Features
- Added new curation_report.py to assist in upgrading ontologies between versions
- New disambiguation strategy to prefer mappings that have a default label that matches an entity.
- The OpenTargetsDiseaseOntologyParser has been heavily reworked, so that it uses the therapeutic_area concept to decide what records should be included. This has in turn yielded the subsets: measurement, medical_procedure, biological_process and phenotype. The measurement configuration is currently disabled as it requires heavy curation of the underlying strings. In addition, the OpenTargetsDiseaseOntologyParser now supports a custom ID grouping method, to make use of cross references.
Bugfixes
- MemoryEfficientStringMatchingStep now only produces a single entity per class where multiple curations exist with different cases.

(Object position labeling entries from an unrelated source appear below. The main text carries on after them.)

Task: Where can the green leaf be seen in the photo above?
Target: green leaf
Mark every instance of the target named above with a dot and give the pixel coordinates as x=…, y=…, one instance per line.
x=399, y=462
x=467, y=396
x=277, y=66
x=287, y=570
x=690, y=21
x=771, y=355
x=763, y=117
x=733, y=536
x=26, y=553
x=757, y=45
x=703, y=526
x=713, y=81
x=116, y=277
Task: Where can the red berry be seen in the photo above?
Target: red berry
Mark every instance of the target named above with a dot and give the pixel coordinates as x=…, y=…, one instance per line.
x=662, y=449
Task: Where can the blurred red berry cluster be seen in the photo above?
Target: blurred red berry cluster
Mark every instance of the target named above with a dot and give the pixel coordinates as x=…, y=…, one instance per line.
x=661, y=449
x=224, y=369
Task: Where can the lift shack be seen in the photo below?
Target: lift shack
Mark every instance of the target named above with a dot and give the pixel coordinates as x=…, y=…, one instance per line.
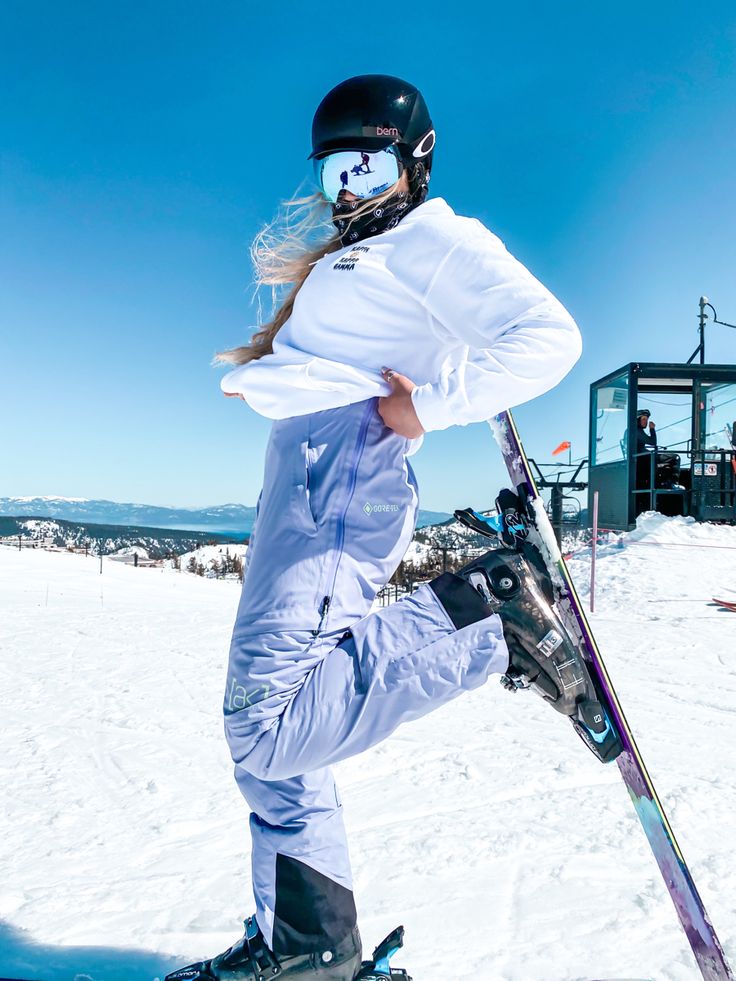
x=693, y=471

- Previously, the `tested_dependencies.txt` file in the model packs included an editable install of kazu, which wasn't intended.
We now exclude kazu from that output.
- Speed up model pack builds for model packs using `ExplosionStringMatchingStep`, by fixing a bug that caused the parsers to be populated twice in this case.
Deprecations and Removals
- Removed pytorch-lightning as a dependency. The signatures of SapbertStringSimilarityScorer and TransformersModelForTokenClassificationNerStep have changed
- Renamed `create_phrasematchers_using_curations` method of `OntologyMatcher` to `create_phrasematchers`. The old name will continue to work until kazu 1.6, but using it will produce a `DeprecationWarning`.
- `MetadataDatabase.add_parser` now requires an `entity_class`.
This enables correct string normalisation in the `MappingStep` for the new disambiguation strategy.